Homeless kid in Second Life
http://www.youtube.com/watch?v=BOz2x9cYUhQ
“From December 4 on, the Spain-based NGO Mensajeros de la Paz will be present in the virtual world of Second Life as a homeless teenager avatar named MensajerosDeLaPaz Jubilee. The kid hasn’t any land nor properties, except for a cardboard box, some newspapers and a sign that says: ‘Help a child have a second oportunity in his First Life.'”
(There’s more on BoingBoing)
I haven’t been inworld in a matter of weeks – bogged down with grad work – so can’t speak to the merits of WMD or this one. But I think we might also see – and it would be fascinating, IMGeekishO – scholarly looks at such campaigns in SL.

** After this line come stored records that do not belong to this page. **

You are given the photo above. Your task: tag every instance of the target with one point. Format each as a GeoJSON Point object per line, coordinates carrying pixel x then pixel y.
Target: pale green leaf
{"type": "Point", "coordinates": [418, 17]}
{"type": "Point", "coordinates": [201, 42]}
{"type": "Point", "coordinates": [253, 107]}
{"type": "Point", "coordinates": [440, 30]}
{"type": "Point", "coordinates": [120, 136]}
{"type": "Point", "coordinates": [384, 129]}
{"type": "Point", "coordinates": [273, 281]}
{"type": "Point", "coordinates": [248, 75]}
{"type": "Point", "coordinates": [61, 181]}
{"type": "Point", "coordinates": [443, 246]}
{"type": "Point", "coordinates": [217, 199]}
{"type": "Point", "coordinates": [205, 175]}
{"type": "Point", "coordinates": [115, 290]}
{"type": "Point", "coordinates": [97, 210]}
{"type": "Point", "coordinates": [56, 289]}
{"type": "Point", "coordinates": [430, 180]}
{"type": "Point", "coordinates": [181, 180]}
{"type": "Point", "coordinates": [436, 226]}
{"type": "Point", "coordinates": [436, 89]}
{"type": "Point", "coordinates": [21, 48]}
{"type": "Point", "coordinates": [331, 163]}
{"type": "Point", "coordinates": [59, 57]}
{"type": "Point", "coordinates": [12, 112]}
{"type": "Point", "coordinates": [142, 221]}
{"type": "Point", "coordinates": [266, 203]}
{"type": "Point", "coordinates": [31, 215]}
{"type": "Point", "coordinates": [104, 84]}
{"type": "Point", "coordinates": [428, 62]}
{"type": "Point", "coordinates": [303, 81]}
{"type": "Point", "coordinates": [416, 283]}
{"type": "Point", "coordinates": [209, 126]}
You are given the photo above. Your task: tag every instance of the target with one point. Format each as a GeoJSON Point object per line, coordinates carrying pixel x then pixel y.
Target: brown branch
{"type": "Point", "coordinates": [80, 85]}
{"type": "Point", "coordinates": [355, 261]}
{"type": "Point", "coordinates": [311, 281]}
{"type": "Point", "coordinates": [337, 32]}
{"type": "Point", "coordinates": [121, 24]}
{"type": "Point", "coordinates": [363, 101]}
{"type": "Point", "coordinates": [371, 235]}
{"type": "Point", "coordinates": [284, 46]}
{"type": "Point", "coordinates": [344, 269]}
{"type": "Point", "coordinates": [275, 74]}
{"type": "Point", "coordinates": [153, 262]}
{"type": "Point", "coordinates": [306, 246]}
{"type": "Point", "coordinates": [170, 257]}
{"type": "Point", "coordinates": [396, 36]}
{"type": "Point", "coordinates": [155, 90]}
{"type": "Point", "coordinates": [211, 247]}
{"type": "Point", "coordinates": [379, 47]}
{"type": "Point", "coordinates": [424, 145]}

Thanks, Tony. Talking to the group now…
Rik, the other problem with this offensive sign is that it is based on the misperception that SL is purely a form of escapism, and no-one is doing any ‘real work’ in there, which, as you know, is totally untrue.
This shows that WMD doesn’t have a proper understanding of the environment they are working in, and obviously haven’t done the requisite research before launching their campaign.
In this sense it makes them no better than those corporates that come into SL with a lot of fanfare, claiming they are the first at something in SL and buliding pretty but useless expensive builds that add no value to SL and show a total lack of understanding of the environment.
This is a shame, because I’m all for constructive uses of SL too. Hopefully this will be a warning to others to do their research!